Das Spital Triemli hatte mit seinem neuen Bettenhaus, dessen Kosten aus dem Ruder gelaufen waren, sogar den Rücktritt der Stadträtin Brigitte Nielsen mitverursacht. Weil das Stadtspital noch immer unter den finanziellen Folgen leidet – namentlich hohen Abschreibungskosten – hat der Stadtrat die Sanierung des alten Hochhauses von 235 Millionen auf 100 Millionen Franken redimensioniert.

Auch das Spital Uster will erweitern. Weil die Mittel fehlen, hat es den geplanten Erweiterungsbau verkleinert. Das Spital Bülach überarbeite seine Erweiterungspläne und das Spital Affoltern hat seine Pläne gar ganz beiseite gelegt. Das Bezirksspital im Säuliamt kämpft um den Verbleib auf der Spitalliste und damit ums Überleben.

Krankenkassen erhöhen ihre Beiträge nicht

Mehrere Zürcher Spitäler bauen derzeit aus, so das See-Spital in Horgen und das GZO in Wetzikon. Erweitern wollen auch das Spital Männedorf und die Klinik Hirslanden. Dessen Klinikdirektor Marco Gugolz sieht kein Finanzierungsproblem, da seine Einrichtung überdurchschnittlich viele zusatzversicherte Patient*innen behandelt. Allerdings werde auch für die Hirslandengruppe, die 17 Privatkliniken in der ganzen Schweiz betreibt, der Spielraum enger.

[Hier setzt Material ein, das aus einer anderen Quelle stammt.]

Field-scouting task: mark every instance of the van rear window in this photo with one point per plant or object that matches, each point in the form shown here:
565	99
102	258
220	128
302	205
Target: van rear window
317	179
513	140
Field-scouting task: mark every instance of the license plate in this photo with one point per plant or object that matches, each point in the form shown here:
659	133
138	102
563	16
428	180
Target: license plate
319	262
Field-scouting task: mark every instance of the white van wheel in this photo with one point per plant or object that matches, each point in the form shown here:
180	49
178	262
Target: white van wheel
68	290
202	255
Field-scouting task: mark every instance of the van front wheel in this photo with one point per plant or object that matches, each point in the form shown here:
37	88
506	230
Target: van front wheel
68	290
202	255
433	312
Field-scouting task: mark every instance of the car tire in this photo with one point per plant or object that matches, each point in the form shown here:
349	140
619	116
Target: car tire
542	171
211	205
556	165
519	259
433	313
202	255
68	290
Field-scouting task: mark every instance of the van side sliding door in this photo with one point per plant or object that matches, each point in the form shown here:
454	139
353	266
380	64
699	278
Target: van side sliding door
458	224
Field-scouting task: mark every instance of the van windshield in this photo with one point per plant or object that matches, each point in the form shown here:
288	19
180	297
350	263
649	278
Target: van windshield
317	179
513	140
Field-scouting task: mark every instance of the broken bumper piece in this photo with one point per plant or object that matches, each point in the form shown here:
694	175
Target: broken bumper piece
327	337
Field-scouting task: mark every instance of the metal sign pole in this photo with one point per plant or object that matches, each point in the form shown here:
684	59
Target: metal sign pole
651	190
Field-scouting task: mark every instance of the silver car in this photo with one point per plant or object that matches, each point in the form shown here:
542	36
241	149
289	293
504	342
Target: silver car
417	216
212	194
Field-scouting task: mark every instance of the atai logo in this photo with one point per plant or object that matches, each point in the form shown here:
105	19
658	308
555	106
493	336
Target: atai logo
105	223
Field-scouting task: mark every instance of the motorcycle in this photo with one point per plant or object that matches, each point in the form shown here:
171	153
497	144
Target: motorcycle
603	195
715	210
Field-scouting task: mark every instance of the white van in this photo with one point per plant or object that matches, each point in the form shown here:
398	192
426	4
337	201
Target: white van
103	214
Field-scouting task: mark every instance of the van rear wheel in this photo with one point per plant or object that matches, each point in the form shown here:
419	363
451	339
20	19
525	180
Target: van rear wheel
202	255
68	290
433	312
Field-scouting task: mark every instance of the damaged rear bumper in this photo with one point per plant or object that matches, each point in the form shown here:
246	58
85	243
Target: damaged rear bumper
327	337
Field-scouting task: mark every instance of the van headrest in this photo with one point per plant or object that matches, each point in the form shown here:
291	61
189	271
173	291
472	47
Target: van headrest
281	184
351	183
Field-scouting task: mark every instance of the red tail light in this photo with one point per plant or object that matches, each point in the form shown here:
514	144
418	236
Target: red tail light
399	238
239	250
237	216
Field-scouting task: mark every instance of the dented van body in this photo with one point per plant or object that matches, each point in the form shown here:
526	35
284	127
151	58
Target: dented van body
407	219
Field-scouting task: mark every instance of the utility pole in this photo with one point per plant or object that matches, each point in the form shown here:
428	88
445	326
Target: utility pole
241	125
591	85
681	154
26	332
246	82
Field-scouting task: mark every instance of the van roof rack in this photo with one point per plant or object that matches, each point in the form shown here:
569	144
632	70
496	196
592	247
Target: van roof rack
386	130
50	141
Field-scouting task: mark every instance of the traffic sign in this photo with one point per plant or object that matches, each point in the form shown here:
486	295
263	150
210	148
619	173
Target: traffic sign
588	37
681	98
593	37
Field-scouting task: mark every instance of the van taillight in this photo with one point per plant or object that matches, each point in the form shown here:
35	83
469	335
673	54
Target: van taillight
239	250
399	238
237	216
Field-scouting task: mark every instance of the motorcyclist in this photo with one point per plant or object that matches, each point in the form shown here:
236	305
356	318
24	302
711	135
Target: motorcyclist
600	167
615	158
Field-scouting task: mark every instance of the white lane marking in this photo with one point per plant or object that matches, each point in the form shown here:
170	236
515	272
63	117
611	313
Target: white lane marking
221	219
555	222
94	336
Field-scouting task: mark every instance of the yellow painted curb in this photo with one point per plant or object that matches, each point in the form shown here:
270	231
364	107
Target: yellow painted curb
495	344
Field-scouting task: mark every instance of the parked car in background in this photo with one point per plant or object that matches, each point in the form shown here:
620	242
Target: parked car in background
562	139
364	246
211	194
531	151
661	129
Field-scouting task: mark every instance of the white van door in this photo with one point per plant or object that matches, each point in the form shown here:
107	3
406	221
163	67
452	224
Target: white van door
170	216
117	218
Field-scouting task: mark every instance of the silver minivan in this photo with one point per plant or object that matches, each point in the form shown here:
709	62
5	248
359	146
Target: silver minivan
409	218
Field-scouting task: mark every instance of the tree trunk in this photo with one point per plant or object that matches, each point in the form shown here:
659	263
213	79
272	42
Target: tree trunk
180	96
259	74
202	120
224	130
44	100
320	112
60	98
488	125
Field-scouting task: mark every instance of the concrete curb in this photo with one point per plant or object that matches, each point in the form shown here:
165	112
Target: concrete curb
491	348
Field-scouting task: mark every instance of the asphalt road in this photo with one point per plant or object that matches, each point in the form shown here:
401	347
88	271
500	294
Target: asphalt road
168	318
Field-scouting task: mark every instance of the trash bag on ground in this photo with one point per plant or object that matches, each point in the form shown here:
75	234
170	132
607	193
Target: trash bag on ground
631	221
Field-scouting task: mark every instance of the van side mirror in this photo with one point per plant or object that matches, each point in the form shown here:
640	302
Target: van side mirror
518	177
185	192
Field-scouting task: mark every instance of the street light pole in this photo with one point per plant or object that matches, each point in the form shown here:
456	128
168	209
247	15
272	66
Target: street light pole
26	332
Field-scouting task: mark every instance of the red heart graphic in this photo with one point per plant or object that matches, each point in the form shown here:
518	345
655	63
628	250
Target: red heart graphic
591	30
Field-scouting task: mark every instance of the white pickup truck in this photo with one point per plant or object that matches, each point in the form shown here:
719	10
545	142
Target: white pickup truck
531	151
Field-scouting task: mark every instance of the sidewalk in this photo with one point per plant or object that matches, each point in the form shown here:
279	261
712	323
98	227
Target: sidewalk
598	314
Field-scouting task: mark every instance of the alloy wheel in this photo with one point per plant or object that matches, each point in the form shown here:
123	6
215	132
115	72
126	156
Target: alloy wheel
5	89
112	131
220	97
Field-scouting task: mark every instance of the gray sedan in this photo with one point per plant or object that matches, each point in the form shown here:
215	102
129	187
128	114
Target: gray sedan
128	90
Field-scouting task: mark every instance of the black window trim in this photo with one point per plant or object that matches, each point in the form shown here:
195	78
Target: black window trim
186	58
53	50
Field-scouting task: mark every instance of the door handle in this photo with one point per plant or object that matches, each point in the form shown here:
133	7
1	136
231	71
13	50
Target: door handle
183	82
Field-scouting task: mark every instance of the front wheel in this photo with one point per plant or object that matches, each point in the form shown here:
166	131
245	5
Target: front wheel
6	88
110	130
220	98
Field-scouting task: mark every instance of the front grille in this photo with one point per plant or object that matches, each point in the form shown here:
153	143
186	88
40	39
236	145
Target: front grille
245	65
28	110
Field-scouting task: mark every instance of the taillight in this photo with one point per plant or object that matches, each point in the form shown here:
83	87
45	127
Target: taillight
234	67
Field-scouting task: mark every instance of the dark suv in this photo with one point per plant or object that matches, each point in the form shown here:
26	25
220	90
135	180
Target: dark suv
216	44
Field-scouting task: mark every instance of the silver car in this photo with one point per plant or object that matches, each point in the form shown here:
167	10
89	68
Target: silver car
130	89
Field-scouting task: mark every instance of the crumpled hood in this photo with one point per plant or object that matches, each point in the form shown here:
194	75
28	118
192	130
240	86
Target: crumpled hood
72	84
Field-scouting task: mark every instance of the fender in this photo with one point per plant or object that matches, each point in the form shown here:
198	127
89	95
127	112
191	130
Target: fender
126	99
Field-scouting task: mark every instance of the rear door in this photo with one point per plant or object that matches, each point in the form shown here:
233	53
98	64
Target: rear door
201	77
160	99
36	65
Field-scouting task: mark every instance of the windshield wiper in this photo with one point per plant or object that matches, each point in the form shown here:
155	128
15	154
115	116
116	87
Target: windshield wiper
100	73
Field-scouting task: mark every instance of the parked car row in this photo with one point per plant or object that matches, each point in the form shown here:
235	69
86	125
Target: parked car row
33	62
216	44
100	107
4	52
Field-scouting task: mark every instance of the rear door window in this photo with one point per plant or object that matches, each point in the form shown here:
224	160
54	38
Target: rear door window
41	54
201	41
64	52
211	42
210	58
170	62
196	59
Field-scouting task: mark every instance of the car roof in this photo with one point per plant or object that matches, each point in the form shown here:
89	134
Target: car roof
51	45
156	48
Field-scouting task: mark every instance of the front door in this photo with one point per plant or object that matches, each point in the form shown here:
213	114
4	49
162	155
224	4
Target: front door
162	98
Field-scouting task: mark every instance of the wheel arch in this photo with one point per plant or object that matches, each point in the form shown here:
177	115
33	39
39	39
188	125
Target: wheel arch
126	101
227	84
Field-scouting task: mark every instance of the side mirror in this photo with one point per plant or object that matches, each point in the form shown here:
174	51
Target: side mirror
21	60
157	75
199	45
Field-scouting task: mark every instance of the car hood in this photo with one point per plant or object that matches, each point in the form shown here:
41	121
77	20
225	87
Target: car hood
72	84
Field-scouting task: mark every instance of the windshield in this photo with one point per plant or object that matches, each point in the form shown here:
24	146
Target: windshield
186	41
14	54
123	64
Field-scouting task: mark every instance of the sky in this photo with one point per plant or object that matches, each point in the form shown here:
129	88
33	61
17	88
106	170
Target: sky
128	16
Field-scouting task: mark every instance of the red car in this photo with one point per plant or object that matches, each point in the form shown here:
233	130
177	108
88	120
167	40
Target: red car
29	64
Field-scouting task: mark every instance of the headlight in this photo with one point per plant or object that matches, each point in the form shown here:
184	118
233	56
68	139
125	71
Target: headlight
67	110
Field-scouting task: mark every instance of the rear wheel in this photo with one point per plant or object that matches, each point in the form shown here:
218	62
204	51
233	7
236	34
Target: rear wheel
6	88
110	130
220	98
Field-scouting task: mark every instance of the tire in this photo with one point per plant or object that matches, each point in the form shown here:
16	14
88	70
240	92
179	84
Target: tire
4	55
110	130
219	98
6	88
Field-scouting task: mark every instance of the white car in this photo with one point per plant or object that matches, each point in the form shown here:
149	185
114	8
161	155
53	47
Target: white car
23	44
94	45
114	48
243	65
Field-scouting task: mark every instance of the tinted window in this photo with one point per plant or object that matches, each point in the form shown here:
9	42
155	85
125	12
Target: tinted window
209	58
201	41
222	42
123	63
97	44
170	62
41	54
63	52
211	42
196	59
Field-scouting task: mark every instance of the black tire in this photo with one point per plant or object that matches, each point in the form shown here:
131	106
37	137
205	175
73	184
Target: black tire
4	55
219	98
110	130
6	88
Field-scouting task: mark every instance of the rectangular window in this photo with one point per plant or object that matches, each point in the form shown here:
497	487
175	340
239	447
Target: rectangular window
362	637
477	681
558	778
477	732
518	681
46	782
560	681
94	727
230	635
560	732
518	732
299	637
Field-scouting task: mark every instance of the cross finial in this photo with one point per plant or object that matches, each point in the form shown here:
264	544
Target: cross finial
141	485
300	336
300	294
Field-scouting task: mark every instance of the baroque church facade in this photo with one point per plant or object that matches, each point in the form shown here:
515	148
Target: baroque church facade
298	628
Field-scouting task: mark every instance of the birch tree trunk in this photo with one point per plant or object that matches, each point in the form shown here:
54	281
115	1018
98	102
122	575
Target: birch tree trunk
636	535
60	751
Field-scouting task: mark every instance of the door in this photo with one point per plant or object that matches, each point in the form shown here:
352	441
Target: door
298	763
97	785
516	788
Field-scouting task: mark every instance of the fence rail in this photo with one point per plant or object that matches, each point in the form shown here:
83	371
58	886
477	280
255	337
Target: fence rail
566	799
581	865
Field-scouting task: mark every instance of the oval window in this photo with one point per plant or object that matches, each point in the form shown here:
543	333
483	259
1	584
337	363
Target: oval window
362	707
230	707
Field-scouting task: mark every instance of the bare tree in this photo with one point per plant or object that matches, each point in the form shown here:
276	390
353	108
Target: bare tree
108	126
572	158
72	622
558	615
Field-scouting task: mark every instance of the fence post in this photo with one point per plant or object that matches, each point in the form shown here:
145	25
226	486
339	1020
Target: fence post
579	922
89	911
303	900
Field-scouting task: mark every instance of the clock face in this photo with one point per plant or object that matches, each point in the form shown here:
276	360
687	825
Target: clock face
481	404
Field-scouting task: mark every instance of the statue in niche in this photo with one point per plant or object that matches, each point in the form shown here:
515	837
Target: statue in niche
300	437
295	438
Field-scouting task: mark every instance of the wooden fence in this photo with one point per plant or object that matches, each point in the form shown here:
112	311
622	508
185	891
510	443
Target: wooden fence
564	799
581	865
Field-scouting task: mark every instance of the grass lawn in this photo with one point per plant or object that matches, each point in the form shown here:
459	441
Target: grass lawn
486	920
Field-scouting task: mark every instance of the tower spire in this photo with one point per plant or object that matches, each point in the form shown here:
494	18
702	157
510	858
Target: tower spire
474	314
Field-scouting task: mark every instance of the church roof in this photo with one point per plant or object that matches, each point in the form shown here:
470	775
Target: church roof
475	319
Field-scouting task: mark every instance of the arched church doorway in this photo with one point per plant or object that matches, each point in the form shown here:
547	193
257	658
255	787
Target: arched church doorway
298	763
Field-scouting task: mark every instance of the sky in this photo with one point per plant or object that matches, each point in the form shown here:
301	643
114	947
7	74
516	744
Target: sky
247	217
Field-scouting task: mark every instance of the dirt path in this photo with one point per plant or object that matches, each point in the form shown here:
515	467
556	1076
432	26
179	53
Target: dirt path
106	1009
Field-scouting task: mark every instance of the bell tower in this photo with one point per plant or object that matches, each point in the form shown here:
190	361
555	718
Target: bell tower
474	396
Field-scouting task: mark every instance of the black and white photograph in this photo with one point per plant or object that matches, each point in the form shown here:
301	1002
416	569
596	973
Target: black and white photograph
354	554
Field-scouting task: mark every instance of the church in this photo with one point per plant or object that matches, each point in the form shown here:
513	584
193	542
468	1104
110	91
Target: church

Die Zusatzversicherten sind es, die mit ihren Behandlungen viele Spitäler vor noch grösseren Defiziten bewahren. Von den Krankenkassen dürfen die Zürcher Spitäler nicht mehr Geld erwarten. 55 Prozent der Fallkosten trägt der Kanton. Der Regierungsrat muss nun über den Tarif entscheiden, den die Spitäler abrechnen dürfen. Erhöht der Kanton Zürich seine Beiträge auch nur geringfügig, steigen die Ausgaben schnell in zweistelliger Millionenhöhe. Anderseits ist es unter Fachleuten unbestritten, dass die Spitäler die Mittel haben müssen, um ihre Infrastruktur erneuern können.